The Digital Marketing Analysis Tree: Understanding Root Causes

I recently read an excellent article in the Harvard Business Review about how data-driven individuals think and act. Some of the key traits described in the article apply not only to researchers, but to anyone involved in analysis and decision making.

According to the author, data-driven individuals:

  1. Make decisions at the lowest possible level

  2. Bring as much diverse data to any situation as they possibly can

How do these traits translate for the digital marketer, and how we should think about performance management of campaigns?

The Data-Driven Marketer

The traits, when applied to marketing, suggest a data-driven marketer tasked with performance assessment should:

  1. Try to narrow down the scope of impact as much as possible — even to the individual target, keyword, placement, or creative level

  2. Not only look at top-level KPIs such as revenue or ROI, but dig deeper into more granular metrics in order to assess where exactly the performance improvement or decline is coming from

Conducting such an analysis often takes some time, so there will be cases — particularly for young campaigns — where rapid turnaround has the potential to achieve greater impact than in-depth investigation.

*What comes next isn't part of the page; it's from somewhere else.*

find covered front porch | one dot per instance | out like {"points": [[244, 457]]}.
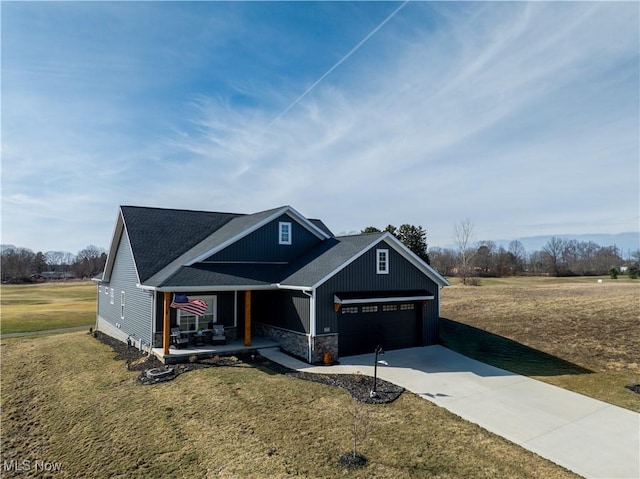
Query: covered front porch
{"points": [[175, 356]]}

However, as campaigns mature and settle into a steady state, the amount of “low-hanging fruit” gradually decreases. This necessitates a shift of focus from speed to accuracy, which means that it becomes increasingly important to make solid, data-driven decisions.

Root Cause Analysis For Digital Marketing

Broadly classified, the need for performance analysis in digital marketing occurs under one of two scenarios.

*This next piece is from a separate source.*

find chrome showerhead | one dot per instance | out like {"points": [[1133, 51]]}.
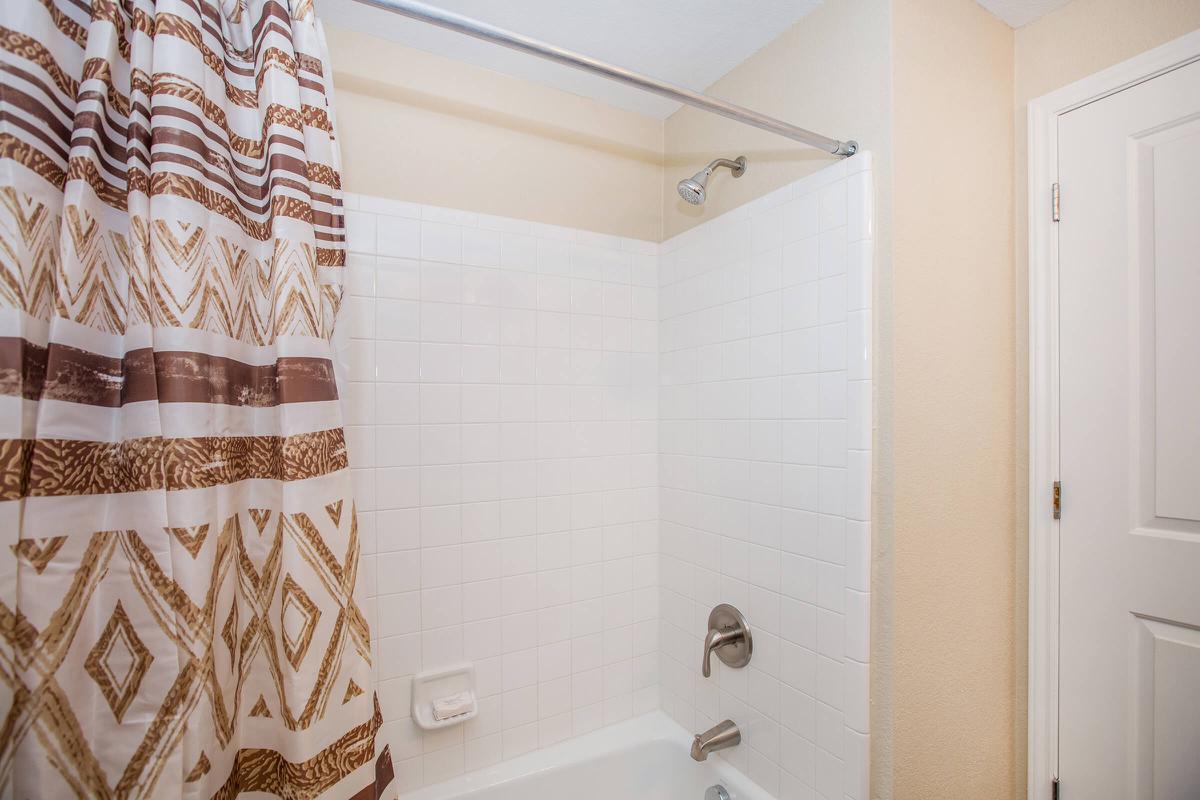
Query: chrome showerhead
{"points": [[693, 190]]}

One involves experimentation, where hypotheses are formed and tested against control groups. In this case, interpreting results is relatively straightforward, since almost all of the work was completed during the planning phase.

The other scenario — appearing far more often in reality — is when performance changes occur under uncontrolled situations, and there are a myriad of different factors that could have impacted the change.

My preferred approach to this type of investigation falls under a method known as Root Cause Analysis (RCA), which is used across a number of industries and business functions to determine causal factors of events and to identify appropriate response actions.

The Digital Marketing Analysis Tree

One way of conducting RCA analysis involves a causal factor tree, linking higher-order outcomes to lower-order causes. For marketing, this can be represented as a hierarchy of KPIs and metrics. One example of such a tree for paid search is shown below.


dmtree_ps

Click for larger view


The objective behind this approach is to break down higher-level KPIs into more manageable, foundational metrics, each of which is only impacted by several factors at a time. This allows us to better assess which factor(s) contributed to a performance impact.

This approach is applicable not only to paid search, but for any digital marketing channel with a hierarchy of metrics. For instance, metrics such as impression frequency come into play for programmatic display and social, whereas other metrics like position fall off.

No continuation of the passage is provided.